Another unbelievable tax on the poor has been held constitutional.  Arizona started a one-time $25 fee for anyone wanting to visit a prisoner.  At first, they claimed the fee was for doing a background check, but later admitted the money went in a prison construction fund.
 
No big deal, you think.  It’s more than that.  People in prison are overwhelmingly poor.  Their families are poor.  Prisoners should be encouraged to keep in contact with their families, especially their kids, in the hope that family units will be kept together and kids will be parented, albeit from prison, and less likely to become “part of the system” themselves.
 
So what do we do?  Encourage visitation?  Reward visitation?

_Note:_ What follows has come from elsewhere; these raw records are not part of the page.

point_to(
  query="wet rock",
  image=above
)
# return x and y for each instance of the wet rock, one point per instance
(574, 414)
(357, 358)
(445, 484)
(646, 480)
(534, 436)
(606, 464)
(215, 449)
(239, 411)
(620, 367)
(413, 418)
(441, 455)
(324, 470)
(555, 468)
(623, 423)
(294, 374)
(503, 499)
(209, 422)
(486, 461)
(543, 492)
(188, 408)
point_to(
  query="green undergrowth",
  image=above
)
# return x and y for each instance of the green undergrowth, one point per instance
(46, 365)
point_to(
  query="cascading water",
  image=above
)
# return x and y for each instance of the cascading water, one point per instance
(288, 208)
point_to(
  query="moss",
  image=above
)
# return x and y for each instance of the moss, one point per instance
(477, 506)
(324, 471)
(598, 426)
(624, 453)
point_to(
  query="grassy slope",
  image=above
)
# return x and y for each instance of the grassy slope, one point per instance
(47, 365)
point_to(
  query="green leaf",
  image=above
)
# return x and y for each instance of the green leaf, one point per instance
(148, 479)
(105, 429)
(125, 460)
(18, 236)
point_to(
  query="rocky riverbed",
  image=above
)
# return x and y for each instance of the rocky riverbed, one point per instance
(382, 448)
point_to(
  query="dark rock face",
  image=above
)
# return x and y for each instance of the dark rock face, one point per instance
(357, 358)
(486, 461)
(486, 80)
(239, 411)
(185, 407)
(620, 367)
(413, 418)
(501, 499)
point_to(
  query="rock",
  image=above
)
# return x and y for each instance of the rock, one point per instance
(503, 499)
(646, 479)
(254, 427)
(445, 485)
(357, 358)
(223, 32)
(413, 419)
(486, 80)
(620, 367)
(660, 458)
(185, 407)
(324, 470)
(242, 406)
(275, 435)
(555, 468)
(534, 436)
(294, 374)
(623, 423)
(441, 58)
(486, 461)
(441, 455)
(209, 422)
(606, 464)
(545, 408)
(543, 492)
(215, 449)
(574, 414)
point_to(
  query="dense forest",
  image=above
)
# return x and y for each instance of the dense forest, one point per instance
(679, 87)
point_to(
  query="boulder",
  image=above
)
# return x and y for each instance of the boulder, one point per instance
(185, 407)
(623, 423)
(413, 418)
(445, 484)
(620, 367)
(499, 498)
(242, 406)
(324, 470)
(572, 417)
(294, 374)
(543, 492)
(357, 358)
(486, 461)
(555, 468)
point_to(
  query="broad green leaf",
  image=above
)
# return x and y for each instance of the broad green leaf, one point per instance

No.  We charge families (kids included) a fee to see their family member in prison.  No big deal, it’s only $25. 
 
For most of us, $25 is not too much to spend, but most of us just do not understand the situation many live with.  Let’s say a prisoner has a wife and 2 kids.  And a mother.  That’s four people who should be encouraged to visit the prisoner.  The prisoner needs connection with his home, and the family needs to see their family member, especially the kids.  But the state is now saying the family must cough up $100, on top of the expense of driving to the prison, and perhaps getting a motel, to see their family member.  For many, many families, $100 is a tremendous amount of money.  If it dissuades even one family from visiting someone in prison, it is too much.
 
Heck, it would be better policy to pay the prisoner $25 whenever family visits.  It would do more to keep them from being institutionalized than most anything else.  But no, we do just the opposite.  Make it more difficult, even if just a little, to make them less likely to return to prison.
 
And the fee?  It goes to building more prisons, more prisons to hold more people to pay more fees.
As I often write in these posts….unbelievable.